Orplid "Nächtliche Jünger", Prophecy

Lange und gespannt haben wir gewartet und nun ist es endlich soweit: auf der "Nächtliche Jünger" empfängt uns eine rundum düstere und sehr gehaltene, ruhige Stimmung. Die gewohnte musikalische Verbindung eines Empyrium- lastigen Gitarrenspiels mit in elektronischer Feinarbeit ausgetüffteleter Füllmasse, in welcher dennoch immer der Gesang im Mittelpunkt steht, ist abgerundet und stimmig. Lobenswert sind auch die musikalisch neubegangenen Wege, die wohl aber nicht jeden Hörer, der Orplid noch immer entgegen ihren eigenen Ansichten mit Neofolk assoziiert, begeistern werden. Die experimentellen elektronischen Gitarren jedenfalls erschaffen eine Sigur Rós- ähnliche Atmosphäre. Mein Favourit ist das bereits auf einem Prophecy- Sampler veröffentlichte "Söhne des Ares" mit seinem treibenden Grundcharakter, aber auch den Titeltrack "Nächtliche Jünger" könnte ich hiermit als Anspieltipp vorschlagen. Ansonsten: ich weiß nicht, ob meine Erwartungen zu hoch gegriffen waren, aber dennoch bin ich etwas enttäuscht vom Ganzen. Die musikalische Leistung ist perfekt, die Liebe zu den Details ist unüberhörbar, die Texte von Uwe Nolte sind wie immer grandios.

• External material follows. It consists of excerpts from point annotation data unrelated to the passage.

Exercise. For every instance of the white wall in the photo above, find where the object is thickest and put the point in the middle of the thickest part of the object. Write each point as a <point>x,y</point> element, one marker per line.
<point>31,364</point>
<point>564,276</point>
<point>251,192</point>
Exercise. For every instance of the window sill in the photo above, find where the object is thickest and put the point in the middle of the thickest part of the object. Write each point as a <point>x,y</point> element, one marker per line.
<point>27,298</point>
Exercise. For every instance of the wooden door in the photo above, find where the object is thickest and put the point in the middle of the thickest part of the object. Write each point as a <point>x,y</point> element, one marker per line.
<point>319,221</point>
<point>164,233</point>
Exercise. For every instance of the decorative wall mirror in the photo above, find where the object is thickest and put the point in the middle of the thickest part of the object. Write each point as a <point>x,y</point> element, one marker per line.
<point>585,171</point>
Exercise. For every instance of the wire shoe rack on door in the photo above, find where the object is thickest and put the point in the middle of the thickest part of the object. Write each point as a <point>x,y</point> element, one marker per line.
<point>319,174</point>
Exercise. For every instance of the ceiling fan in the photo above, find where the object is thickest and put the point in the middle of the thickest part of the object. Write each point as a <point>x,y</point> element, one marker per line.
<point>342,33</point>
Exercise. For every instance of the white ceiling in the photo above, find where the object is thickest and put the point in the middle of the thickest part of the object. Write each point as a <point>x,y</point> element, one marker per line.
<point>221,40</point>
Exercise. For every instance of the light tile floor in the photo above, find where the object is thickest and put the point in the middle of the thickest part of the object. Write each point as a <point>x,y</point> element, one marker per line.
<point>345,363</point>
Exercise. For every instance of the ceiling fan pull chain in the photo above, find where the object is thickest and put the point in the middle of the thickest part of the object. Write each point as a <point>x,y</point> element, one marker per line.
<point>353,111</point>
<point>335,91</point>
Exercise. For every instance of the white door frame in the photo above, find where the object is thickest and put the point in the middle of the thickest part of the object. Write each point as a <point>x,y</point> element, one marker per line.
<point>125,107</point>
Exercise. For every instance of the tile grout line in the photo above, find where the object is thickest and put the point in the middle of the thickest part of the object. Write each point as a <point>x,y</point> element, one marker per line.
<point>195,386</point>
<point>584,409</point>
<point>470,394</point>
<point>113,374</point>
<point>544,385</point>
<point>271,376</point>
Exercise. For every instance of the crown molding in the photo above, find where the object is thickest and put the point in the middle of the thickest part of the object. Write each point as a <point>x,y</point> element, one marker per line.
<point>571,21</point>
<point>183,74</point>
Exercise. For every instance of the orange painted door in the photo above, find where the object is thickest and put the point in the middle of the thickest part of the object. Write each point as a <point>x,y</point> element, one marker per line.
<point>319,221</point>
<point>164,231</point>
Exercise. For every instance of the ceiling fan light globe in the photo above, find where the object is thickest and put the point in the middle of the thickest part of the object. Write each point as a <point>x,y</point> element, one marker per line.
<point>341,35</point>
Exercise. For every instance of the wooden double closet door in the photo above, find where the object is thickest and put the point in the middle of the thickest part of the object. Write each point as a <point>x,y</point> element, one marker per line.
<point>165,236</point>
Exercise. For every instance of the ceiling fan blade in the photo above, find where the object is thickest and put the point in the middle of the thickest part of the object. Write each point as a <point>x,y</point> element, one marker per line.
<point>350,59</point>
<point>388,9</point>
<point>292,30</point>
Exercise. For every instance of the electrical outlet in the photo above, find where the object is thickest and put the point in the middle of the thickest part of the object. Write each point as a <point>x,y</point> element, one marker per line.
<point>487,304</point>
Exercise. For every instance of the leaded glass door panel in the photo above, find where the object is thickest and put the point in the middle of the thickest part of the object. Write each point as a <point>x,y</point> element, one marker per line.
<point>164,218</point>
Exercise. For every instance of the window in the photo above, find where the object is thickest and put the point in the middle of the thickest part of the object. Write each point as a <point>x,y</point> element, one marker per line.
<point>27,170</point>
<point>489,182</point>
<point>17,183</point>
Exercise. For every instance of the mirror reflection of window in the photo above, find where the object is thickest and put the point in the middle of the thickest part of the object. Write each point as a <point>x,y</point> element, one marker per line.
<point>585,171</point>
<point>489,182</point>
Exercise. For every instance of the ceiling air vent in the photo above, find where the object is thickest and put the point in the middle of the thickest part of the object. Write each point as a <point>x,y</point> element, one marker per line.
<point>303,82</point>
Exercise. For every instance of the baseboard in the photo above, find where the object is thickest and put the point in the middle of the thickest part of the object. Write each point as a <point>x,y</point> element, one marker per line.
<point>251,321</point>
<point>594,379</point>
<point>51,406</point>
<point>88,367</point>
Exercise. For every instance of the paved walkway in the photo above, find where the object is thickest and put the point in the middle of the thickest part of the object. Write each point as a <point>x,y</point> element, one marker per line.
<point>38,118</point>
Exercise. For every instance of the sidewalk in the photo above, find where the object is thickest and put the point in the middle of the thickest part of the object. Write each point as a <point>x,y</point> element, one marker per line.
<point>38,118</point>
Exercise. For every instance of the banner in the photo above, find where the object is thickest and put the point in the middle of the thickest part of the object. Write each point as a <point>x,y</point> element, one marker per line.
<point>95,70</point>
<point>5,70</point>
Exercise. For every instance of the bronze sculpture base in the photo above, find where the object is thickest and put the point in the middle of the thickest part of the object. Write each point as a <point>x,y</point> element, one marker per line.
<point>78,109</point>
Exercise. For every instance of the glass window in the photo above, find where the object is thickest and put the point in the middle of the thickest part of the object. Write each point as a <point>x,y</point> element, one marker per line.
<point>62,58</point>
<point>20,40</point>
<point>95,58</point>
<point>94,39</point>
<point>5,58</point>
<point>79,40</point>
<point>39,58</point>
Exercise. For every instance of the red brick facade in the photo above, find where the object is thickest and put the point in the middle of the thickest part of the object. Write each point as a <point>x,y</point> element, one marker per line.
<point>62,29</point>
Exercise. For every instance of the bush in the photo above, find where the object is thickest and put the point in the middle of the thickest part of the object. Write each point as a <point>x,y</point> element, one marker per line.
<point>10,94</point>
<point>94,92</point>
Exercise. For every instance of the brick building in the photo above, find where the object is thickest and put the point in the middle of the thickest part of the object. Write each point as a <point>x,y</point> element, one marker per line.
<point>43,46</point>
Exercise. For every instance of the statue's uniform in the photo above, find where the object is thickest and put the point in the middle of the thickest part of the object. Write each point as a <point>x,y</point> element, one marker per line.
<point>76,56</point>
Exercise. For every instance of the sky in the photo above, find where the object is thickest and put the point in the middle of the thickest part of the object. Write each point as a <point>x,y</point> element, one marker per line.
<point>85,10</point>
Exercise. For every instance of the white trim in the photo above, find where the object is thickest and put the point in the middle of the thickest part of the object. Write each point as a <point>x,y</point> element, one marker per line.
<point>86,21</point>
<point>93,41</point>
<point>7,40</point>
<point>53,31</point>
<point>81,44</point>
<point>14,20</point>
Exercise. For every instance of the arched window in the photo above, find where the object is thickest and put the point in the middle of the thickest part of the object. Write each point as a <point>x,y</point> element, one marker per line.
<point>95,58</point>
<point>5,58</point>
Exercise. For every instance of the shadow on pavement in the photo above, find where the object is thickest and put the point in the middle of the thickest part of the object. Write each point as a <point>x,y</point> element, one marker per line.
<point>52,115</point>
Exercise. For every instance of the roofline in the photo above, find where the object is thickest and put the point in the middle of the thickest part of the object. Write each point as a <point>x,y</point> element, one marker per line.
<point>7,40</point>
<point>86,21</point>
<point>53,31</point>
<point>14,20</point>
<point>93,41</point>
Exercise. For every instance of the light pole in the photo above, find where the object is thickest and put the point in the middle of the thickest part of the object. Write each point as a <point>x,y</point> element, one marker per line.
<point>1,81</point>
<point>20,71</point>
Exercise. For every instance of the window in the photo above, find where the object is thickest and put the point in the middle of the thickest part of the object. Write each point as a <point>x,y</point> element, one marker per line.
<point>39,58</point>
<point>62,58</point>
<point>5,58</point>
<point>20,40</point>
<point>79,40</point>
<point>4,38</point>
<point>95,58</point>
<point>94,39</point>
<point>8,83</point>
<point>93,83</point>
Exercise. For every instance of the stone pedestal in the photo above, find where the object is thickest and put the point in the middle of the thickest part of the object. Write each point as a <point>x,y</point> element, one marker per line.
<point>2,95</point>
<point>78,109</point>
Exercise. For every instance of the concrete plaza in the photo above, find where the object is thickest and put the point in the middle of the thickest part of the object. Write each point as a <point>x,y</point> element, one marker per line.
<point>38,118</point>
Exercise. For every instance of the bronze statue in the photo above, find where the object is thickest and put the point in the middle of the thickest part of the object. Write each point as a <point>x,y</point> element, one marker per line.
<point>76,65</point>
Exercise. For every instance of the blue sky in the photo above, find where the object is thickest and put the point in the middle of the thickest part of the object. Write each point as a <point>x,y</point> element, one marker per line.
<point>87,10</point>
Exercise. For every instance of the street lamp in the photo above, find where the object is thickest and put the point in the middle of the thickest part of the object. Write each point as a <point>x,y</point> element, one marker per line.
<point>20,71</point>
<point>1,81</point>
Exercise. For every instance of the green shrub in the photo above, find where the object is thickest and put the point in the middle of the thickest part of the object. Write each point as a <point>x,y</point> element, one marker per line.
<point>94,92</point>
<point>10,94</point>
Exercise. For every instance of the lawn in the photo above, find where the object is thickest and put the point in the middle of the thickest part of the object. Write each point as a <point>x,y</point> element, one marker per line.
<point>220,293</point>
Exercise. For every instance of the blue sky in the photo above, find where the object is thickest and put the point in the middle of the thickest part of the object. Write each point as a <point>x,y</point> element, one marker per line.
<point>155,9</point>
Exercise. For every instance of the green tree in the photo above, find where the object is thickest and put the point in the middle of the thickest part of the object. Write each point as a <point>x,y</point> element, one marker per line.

Doch das, was mir fehlt liegt wohl an jener Perfektionierung. Besonders der Gesang stellt für mich arge Gewöhnungsschwierigkeiten dar und lässt mich jene Natürlichkeit und in der Musik gesuchte Wärme vermissen. Die Grenzen zwischen Perfektionierung und Kitsch sind mitunter fließend: die Schiller- Vertonung mit weiblichem Gesang "Das Mädchen aus der Fremde" kann definitiv dem nächsten Grand Prix vorgeschlagen werden und hätte dort mit aller Wahrscheinlichkeit bessere Chancen als Corinna May. Aber ich möchte am Ende nicht alles wieder zerreißen. "Nächtliche Jünger" ist ein durchaus gelungenes Werk, mit abgerundeter und harmonischer Stimmung und muss sich nun wohl der skeptischen Kritik jener aussetzen, die an Orplid erfahrungsgemäß höchste Erwartungen stellen.